Sowohl Glukose als auch Fruktose sind Einfachzucker (sogenannte Monosacharide), die in vielen Lebensmitteln vorkommen. Dabei ist Glukose grundsätzlich mit Traubenzucker gleichzusetzen, wohingegen sich hinter dem Begriff Fruktose Fruchtzucker versteckt.

Fruchtzucker galt lange Zeit als deutlich gesünder als Traubenzucker, da er schließlich in natürlichem Obst und Gemüse vorkommt. Nun ist es jedoch so, dass Fruchtzucker deutliche Nachteile aufweist, wenn es um die Verstoffwechselung geht. Manche Experten sprechen sogar davon, dass die Leber durch Fruchtzucker ähnlich stark wie bei dem Genuss von Alkohol belastet wird.

Wie gefährlich ist Fruchtzucker wirklich? Sollte man nun jegliches Obst und Gemüse meiden? Die Antwort ist ein eindeutiges „Nein„. Dennoch sollte man sich den folgenden Artikel zu Gemüte führen, wenn man sich für die Hintergründe interessiert.

Der Unterschied zwischen Fruchtzucker und Traubenzucker

Fruktose galt lange Zeit als der gesündere Zucker, da er den Insulinspiegel nach der Nahrungsaufnahme nicht in die Höhe schießen lässt – Traubenzucker hingegen schon. Aus diesem Grund wird bei Diäten oft von Glukose abgeraten, da der Insulinspiegel beim Konsum Achterbahn fährt. Diese Achterbahnfährt führt im Endeffekt zu Heißhunger und zu Fressattacken. Bei Fruktose ist dieser Umstand nicht gegeben.

Des Weiteren ist Fruchtzucker gut und gerne 2,5 mal süßer als Traubenzucker. Man benötigt also weniger Fruchtzucker für den gleichen Effekt. Das ist vor allem für die Lebensmittelindustrie interessant, da so Millionen von Euro eingespart werden können. Dies ist übrigens auch ein Grund, wieso Lebensmittel überhaupt so viel Fruchtzucker enthalten.

Körper kommt nicht mit Fruchtzucker zurecht

Es gibt beim massenhaften Konsum von Obst und Gemüse ein Problem: Der Darm wird überbelastet.

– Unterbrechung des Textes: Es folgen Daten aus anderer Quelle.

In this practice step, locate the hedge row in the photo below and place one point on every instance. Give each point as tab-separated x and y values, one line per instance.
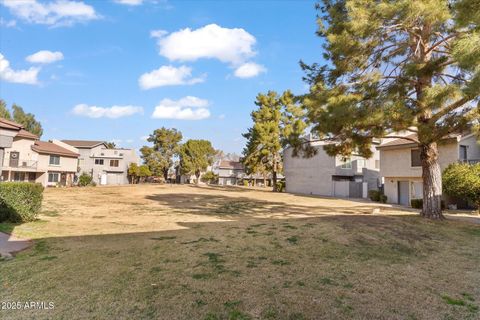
20	201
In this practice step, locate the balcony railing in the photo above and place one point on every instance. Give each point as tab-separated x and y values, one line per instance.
470	161
20	163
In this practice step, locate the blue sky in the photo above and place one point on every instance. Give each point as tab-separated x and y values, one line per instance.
109	70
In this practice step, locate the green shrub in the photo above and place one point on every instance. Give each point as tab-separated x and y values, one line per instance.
383	198
85	180
463	181
20	201
418	204
281	186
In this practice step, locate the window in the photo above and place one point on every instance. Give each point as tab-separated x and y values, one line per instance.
19	176
53	177
54	160
463	153
415	157
346	164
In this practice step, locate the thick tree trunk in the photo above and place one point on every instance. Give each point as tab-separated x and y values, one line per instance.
165	175
432	182
274	178
197	175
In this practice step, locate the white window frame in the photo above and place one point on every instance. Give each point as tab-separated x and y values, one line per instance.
54	162
54	174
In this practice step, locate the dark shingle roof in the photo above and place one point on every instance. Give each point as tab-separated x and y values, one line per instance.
52	148
25	134
83	143
9	125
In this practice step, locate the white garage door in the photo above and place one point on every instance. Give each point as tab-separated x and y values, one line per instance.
341	189
114	178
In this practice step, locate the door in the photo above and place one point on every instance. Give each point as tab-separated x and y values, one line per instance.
403	193
14	158
341	188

Das passiert, weil viele im Darm ansässige Bakterien Fruktose lieben. Sie zehren davon und produzieren so zahlreiche Gase. Der Mensch bekommt Bauchschmerzen und einen Blähbauch.

Des Weiteren kann Fruchtzucker zu einer Fettleber führen – ähnlich wie man es von Alkoholikern kennt. Der Grund dafür ist der, dass der Körper Fruktose nicht so effektiv wie Glukose verstoffwechseln kann. Die Folge: Fruktose wird in der Leber zu Fett umgewandelt, welches sich gerne direkt an die Leber anlagert.

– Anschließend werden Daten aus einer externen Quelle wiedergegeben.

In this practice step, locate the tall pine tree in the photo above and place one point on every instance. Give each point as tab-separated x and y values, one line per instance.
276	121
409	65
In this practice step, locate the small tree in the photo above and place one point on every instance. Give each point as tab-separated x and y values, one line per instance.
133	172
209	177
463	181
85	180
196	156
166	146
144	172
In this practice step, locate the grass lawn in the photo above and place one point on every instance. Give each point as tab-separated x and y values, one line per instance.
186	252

Jedoch: Die Menge macht das Gift

Wir möchten mit diesem Artikel lediglich auf die mögliche Gefahr von Fruktose hinweisen. Wer täglich Obst und Gemüse in normalen Portionen zu sich nimmt, wird keine Nachteile durch Fruchtzucker erfahren. Jedoch sollte man sich nicht ausschließlich von Obst ernähren. Des Weiteren sollte man sich der Tatsache bewusst sein, dass viele Fertigprodukte große Mengen an Fruktose enthalten – aus den zu Beginn genannten Gründen der Kostenreduktion.